‘It is a lot harder than what you see, I guess it’s like being a ballerina’
Australia’s great Olympic diving gold medal hope Cassiel Rousseau opens up on the quiet pain of his beautiful sport.
There is a quiet brutality to diving, explains Olympic gold medal hope Cassiel Rousseau. He says it’s kind of like ballet. It’s a sport that looks incredibly beautiful but there is a toughness to the discipline those watching the final performance never see.
“It is a lot harder than what you see, I guess it’s like being a ballerina,” Rousseau said. “It’s incredibly hard on the body.”
Some Olympic divers enter the water at around 50 km an hour. Headfirst. No wonder the sport’s elite athletes sometimes suffer bruises, busted eardrums, broken wrists, in Rousseau’s case recently, a concussion.
Around six months ago he suffered a concussion which kept him out of the pool. He sustained the injury due to the impact of his head hitting the water during training when he was practicing on the 10m platform.
“I’m very good in terms of my aerial awareness, so I haven’t had too many, dives that went wrong but I did have a concussion over six months ago, just the impact from the water – especially from 10 metres, like, the impact is really hard,” Rousseau said.
While Rousseau said he had a headache as soon as he sustained that concussion, and spent time out of the pool recovering, the 23-year-old says he is feeling completely fine now, and ready to go, in his second Olympic campaign.
Having secured Australia’ two quota positions in diving for the upcoming Olympics, he will compete in the 10m platform and the synchronised event. Australia’s Matthew Mitcham was the last and is only Australian man to have won gold in the 10m event, back at the Beijing Olympics in 2008.

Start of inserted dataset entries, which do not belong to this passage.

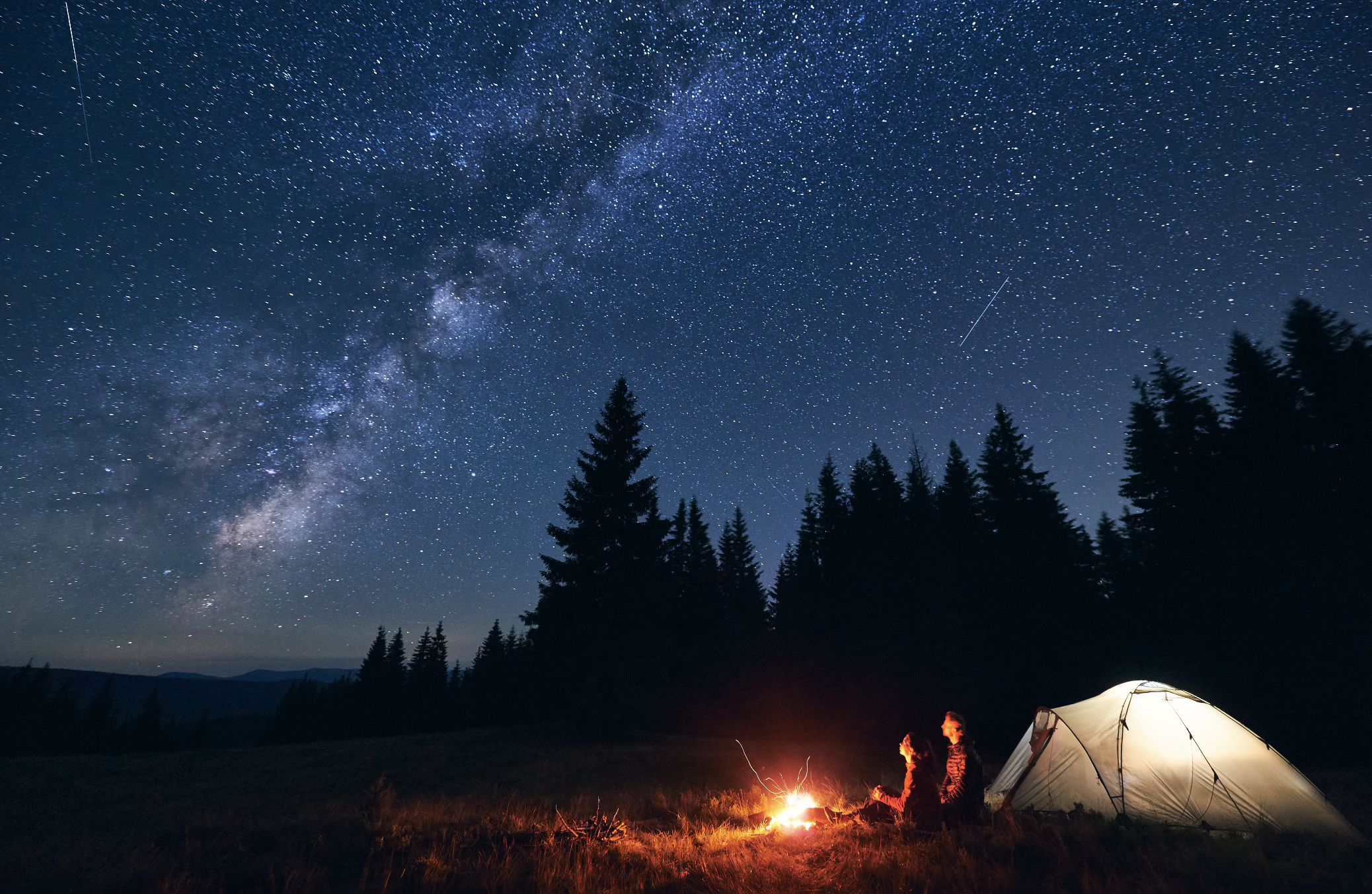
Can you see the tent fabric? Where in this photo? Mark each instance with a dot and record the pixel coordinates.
(1157, 753)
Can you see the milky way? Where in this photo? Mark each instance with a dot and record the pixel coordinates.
(313, 341)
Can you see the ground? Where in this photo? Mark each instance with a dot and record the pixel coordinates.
(486, 811)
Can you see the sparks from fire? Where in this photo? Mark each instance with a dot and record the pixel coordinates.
(798, 802)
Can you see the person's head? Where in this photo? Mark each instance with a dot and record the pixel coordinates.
(917, 749)
(954, 728)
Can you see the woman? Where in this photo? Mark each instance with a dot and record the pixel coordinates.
(918, 799)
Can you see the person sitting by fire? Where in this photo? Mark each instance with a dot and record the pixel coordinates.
(918, 799)
(961, 792)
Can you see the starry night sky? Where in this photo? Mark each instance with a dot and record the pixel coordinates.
(308, 343)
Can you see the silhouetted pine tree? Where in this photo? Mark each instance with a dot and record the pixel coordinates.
(1170, 448)
(743, 595)
(677, 544)
(878, 583)
(798, 599)
(375, 691)
(297, 717)
(1040, 563)
(99, 721)
(701, 607)
(919, 511)
(428, 682)
(603, 606)
(145, 732)
(484, 684)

Rousseau’s build up to these Olympics has shown that this time he is a man to beat at the Games to be held in Paris this July.
At last year’s world championships in Fukuoka, Japan, Rousseau made history as the first Australian to win the 10m men’s crown. It was a performance full of grit and fightback. He was only ranked ninth after his first dive but a string of strong dives saw him build up to finally take the lead after his penultimate fifth dive.
Rousseau thrived under pressure on his final dive – he nailed a forward 4½ somersault tuck and scored 98.05 points to become world champion.
It was one of the reasons World Aquatics bestowed him the honour of ‘male diver of the year’ for 2023.
But Rousseau, who grew up in Queensland and was once a gymnast who represented Australia in acrobatic gymnastics at several international events before switching to diving in 2017, is very “chill” about it all.
Five years into his career as a diver, he is not feeling the pressure.
“I just take it as it comes,” Rousseau said. “And if I do well, I do well. If I don’t do well, I don’t do well. That’s pretty much it.”
When asked about what would be a successful Paris Olympic campaign to him – he finished eighth in his first Games in Tokyo – he says it is not about the medals.
“I mean, like, for me, with any comps that I do, I’m not really searching to get a medal,” he said.
“I just enjoy the experience and enjoy competing, because I’m a really big competitor. So if I come away from the comp both a) happy about my performance, and b) having the opportunity to experience a lot, that will be a successful Olympics for me.”
He is following the path of his grandfather to the Olympics. His grandfather, Michel Rousseau, was a track cyclist, a man who delivered one of France’s four gold medals at the 1956 Melbourne Games. He has been reading his biography of late.
“Growing up, I knew that he was a sporting legend,” he said.
“It’s only since switching to an Olympic sport and then actually finally being able to have a shot at the Olympics which has encouraged me to do a lot more research on him and. I read a biography on him. What I have to go through has been very similar to his Olympic path. So it’s been really inspiring.”
Most recently, Rousseau claimed a bronze medal in the men’s 10m platform at the Diving World Cup 2024 Berlin. This weekend he heads to China to compete in a World Cup meet next week.
He credits his family and his coach Adrian Hinchliffe as the reasons why he has been doing so well of late. He also says he is doing well because he loves the sport – as well has having the perseverance to push through when the times get tough.
“It’s enjoyment, I guess,” he said. “Like pretty much anything in my life. I kind of just want to enjoy what I’m doing and enjoy who I hang around. So it’s [the sport is] really hard when I’m not enjoying the sport to kind of wake up at 5am – but that’s where you kind of have to have dedication and perseverance, to just push through those hard days.”